72 S.E.2d 724 | Ga. | 1952

209 Ga. 375 (1952)
72 S.E.2d 724

CORNETT
v.
JUSTICE.

17953.

Supreme Court of Georgia.

Submitted September 8, 1952.
Decided October 14, 1952.

R. D. Smith and Howard Fowler, for plaintiff in error.

Robert R. Forrester, contra.

CANDLER, Justice.

The only assignment of error in the instant case relates to a judgment awarding the custody of three minor children to their maternal grandmother in a custody proceeding instituted by her against their parents. It is contended and argued by the plaintiff in error that the trial judge, under the evidence, abused his discretion in making the award complained of; and no other attack, as the record shows, is made upon the correctness of the judgment.

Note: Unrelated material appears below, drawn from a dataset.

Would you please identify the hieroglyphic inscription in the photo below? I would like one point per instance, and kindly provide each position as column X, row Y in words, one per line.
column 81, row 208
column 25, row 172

A determination of the sole question presented for decision therefore involves necessarily a consideration of the evidence; and questions involving a consideration of the evidence will not be considered by this court where the evidence is not properly brought up. Sayer v. Brown, 119 Ga. 539 (46 S.E. 649); Smith v. Zachry, 128 Ga. 290 (2) (57 S.E. 513). Concerning the procedure to be employed in bringing evidence to this court for the review of litigation, it has been a settled rule of practice in this State for a long time that the evidence must be brought up in the bill of exceptions, or attached thereto as exhibits, duly and properly identified by the trial judge, or be embodied in an approved brief of the evidence and brought up as a part of the record. See Attaway v. Duncan, 206 Ga. 230 (1) (56 S.E. 269), and the cases there cited. In this case and after the judge's certificate, there is attached to the bill of exceptions an exhibit which purports to be a brief of the evidence in the case, but it is not identified or authenticated as such in any way by the trial judge; and, following our recent ruling in Blackwell v. Farrar, 208 Ga. 757 (69 S.E. 2d, 574), we must and do hold that the rule for bringing up evidence has not been complied with; and, since the burden is on one asserting error to show it affirmatively by the record (Smith v. State, 203 Ga. 636, 47 S.E. 2d, 866), and this can be done in the case at bar only by a consideration of the evidence, we will assume that the judgment complained of is correct and affirm it. See, in this connection, Roberts v. City of Cairo, 133 Ga. 642, 644 (66 S.E. 938).

Judgment affirmed. All the Justices concur except Almand, J., who dissents.